Вечером того же дня Влас Фирсович умер. Лыков приехал на отпевание. Вдова рассказала ему, что после его ухода и до самой своей смерти муж был, не как в предыдущие дни. Он заметно воспрял духом, скушал куриного бульону и велел позвать священника. Исповедовался, соборовался, простился с ней и с дочерьми — и благостно преставился. Так и сказала… Благостно и в душевном спокойствии. Она так устала три недели наблюдать, как от непонятной болезни угасает близкий ей человек, и хотя бы христианский конец его смягчил немного эту боль. Предсмертную душеспасительную в Озябликове перемену вдова отнесла к появлению Лыкова — и не безосновательно — и очень была ему за это благодарна.

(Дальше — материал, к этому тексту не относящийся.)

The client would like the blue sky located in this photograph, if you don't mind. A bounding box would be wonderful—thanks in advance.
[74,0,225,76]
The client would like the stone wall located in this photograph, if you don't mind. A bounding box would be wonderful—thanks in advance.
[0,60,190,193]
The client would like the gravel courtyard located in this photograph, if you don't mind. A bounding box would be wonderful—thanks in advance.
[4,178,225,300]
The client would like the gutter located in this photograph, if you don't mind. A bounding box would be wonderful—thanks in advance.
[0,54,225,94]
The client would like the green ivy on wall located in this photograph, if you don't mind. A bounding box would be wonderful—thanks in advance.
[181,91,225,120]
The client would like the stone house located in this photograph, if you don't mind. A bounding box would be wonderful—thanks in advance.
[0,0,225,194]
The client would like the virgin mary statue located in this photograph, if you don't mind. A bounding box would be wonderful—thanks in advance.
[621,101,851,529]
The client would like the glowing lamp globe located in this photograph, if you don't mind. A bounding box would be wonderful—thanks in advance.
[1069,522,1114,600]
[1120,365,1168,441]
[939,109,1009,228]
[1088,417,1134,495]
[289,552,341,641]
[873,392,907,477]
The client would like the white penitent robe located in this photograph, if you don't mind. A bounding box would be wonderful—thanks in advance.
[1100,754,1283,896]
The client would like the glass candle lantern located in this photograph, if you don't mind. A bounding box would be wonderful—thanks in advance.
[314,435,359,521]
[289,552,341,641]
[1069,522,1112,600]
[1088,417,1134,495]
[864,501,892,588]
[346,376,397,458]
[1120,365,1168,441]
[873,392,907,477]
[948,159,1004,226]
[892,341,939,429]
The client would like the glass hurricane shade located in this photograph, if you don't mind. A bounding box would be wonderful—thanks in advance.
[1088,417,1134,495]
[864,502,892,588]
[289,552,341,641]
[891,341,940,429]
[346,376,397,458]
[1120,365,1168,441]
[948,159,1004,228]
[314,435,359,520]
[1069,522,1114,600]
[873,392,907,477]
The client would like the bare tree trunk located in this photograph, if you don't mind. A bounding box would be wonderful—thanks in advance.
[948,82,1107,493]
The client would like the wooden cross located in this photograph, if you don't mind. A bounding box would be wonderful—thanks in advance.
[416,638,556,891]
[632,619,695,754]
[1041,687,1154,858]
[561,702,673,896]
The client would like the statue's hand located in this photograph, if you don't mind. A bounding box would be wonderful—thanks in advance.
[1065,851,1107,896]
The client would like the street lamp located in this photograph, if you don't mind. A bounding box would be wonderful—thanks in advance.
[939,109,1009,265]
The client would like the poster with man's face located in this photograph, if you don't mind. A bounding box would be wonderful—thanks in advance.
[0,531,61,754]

— Так всегда богохульничал и ругался, мучал нас этим, и ничего поделать было нельзя, только молиться за него. А поговорил с вами — и к Богу-то и возвратился! Спасибо вам, Алексей Николаевич.
Похоронили старого штабс-капитана в Зимнюю Казанскую[181] на Богословском кладбище, среди могил умерших в Военно-сухопутном госпитале офицеров. Погребли его торжественно, с протоиреем, четырьмя табуретами для орденов, катафалком и покровом первого разбора. Лыков про себя решил поставить Власу Фирсовичу на собственные средства памятник. Хоть Озябликов и отпустил негодяя Елтистова его, Лыкова, убивать — совесть его того не выдержала и сгубила порядочного в душе человека… Дело было ещё в том, что теперь Алексей стал богат. Там, на Нижней Каре, он сдал в казну двадцать два пуда золота, найденного им в подвалах «губернаторского дворца». Под слоем углей обнаружилась потайная комната со станком, а в ней — огромные сокровища сибирского Аль-Рашида. По закону, Лыкову полагалась треть от стоимости возвращённого; выходило на круг девяносто семь с лишним тысяч рублей. Алексей уже выделил хорошую сумму сестре в приданое, и теперь подбивал Павла Афанасьевича съездить на его счёт месяца на три на Платтенское озеро[182], подлечиться. Учитель стеснялся, отказывался, но начал уже потихоньку поддаваться (со здоровьем у него становилось совсем плоховато).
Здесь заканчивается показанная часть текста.